I am no joyrider or rollercoasterer. Peak enjoyment for me comes with a strong cup of tea after sex, both enhanced immeasurably if it’s with someone else. It’s my first theme park in perhaps twenty years, and I’d never been on a rollercoaster that had even gone upside down. At the penultimate ride of the day, where my brain was utterly addled after ten hours of pure hostility and savagery, I joined an extensive line for the Guardians of the Galaxy: Breakout ride. Whilst I quite like the related films, my nervousness wasn’t sedated by my friend (now ex-friend, admittedly) telling me that the ride used to be called House of Terrors or Hotel of Hell, or something equally unappealing. Tagging along with two eleven-year-old girls for the day, daughters of someone or other my friend knew, I had spent the entire day using them as a barometer of judgement: if a ride looked too scary for them, I could also back out. Unfortunately, the little bastards had indomitable spirits, and am convinced that they were in fact fierce pigmy warriors of unfathomable courage that backed out of nothing.

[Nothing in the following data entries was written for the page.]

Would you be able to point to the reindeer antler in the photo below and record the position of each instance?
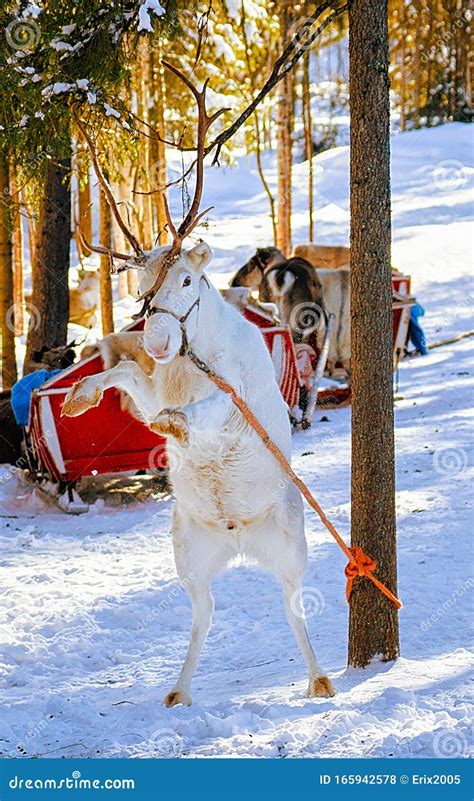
(193, 215)
(99, 249)
(129, 235)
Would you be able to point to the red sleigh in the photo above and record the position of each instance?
(107, 439)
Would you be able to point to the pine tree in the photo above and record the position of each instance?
(373, 624)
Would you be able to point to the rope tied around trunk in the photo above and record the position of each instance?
(360, 563)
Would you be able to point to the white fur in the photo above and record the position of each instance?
(232, 498)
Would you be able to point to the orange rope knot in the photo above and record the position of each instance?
(361, 564)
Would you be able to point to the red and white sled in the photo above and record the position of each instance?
(107, 439)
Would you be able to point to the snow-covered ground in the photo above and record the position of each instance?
(94, 624)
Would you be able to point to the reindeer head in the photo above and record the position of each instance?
(173, 310)
(169, 276)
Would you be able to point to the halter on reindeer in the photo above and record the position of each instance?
(216, 457)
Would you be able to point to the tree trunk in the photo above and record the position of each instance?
(157, 148)
(144, 201)
(285, 102)
(7, 312)
(84, 198)
(308, 140)
(105, 237)
(50, 304)
(17, 255)
(373, 624)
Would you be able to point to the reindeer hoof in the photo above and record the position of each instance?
(172, 422)
(176, 697)
(320, 687)
(82, 396)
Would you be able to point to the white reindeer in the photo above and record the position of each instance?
(232, 497)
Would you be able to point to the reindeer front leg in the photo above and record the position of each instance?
(208, 415)
(126, 376)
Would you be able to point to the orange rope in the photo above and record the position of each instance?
(360, 564)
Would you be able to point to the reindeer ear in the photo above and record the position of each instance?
(200, 255)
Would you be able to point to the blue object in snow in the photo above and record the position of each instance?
(416, 335)
(21, 393)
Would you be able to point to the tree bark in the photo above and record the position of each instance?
(308, 140)
(157, 147)
(144, 201)
(84, 197)
(373, 624)
(17, 254)
(284, 137)
(50, 303)
(105, 237)
(7, 330)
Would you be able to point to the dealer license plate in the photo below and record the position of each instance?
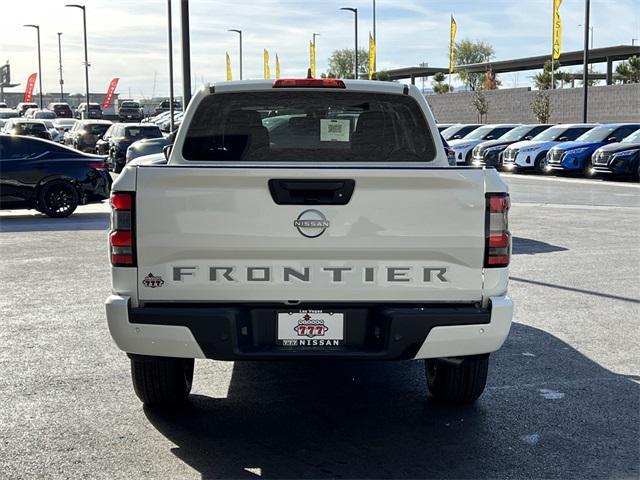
(310, 328)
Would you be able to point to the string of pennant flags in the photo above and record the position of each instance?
(312, 62)
(555, 55)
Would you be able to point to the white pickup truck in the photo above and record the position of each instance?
(308, 219)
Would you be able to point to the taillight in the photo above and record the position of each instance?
(497, 236)
(309, 83)
(121, 236)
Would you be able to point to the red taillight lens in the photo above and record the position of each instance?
(121, 201)
(497, 236)
(121, 237)
(309, 83)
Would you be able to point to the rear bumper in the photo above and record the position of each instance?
(247, 332)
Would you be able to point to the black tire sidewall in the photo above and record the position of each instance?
(49, 188)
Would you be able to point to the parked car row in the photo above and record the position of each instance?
(588, 149)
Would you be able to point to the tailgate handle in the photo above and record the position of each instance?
(311, 192)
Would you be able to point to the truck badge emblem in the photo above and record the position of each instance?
(152, 281)
(311, 223)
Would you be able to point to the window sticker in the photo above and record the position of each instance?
(334, 130)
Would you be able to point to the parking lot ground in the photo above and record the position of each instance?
(563, 398)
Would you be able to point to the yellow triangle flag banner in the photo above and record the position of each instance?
(312, 59)
(372, 56)
(557, 29)
(267, 71)
(452, 42)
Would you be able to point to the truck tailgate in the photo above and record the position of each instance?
(215, 234)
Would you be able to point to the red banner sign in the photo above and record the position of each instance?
(28, 93)
(112, 88)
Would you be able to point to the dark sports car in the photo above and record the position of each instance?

Sitting in a large box along with perhaps twenty others, the aim of the ride is to plummet you vertically up and down approximately four thousand metres* until you hate life, or at least that’s what I felt. The action was then repeated ad infinitum. At the very top of the building (God, I can still feel my head swimming even now) there is a moment of tranquillity, a scion of peace. With my thoughts nothing but mush after being beaten to a pulp, we were treated momentarily to a serene vista overlooking Disneyland. All glittering lights and splendour, peaceful pin-pricks of light amongst the darkness. I had enough time for an inner monologue to start, ‘that’s nice, what a pretty view! Why are those people raising their hands excitedly? . . . oh, there’s a camera, I better crowbar my hands away from the grab-rail and give a thumbs up like a brave fellow. Uh-oh . . .’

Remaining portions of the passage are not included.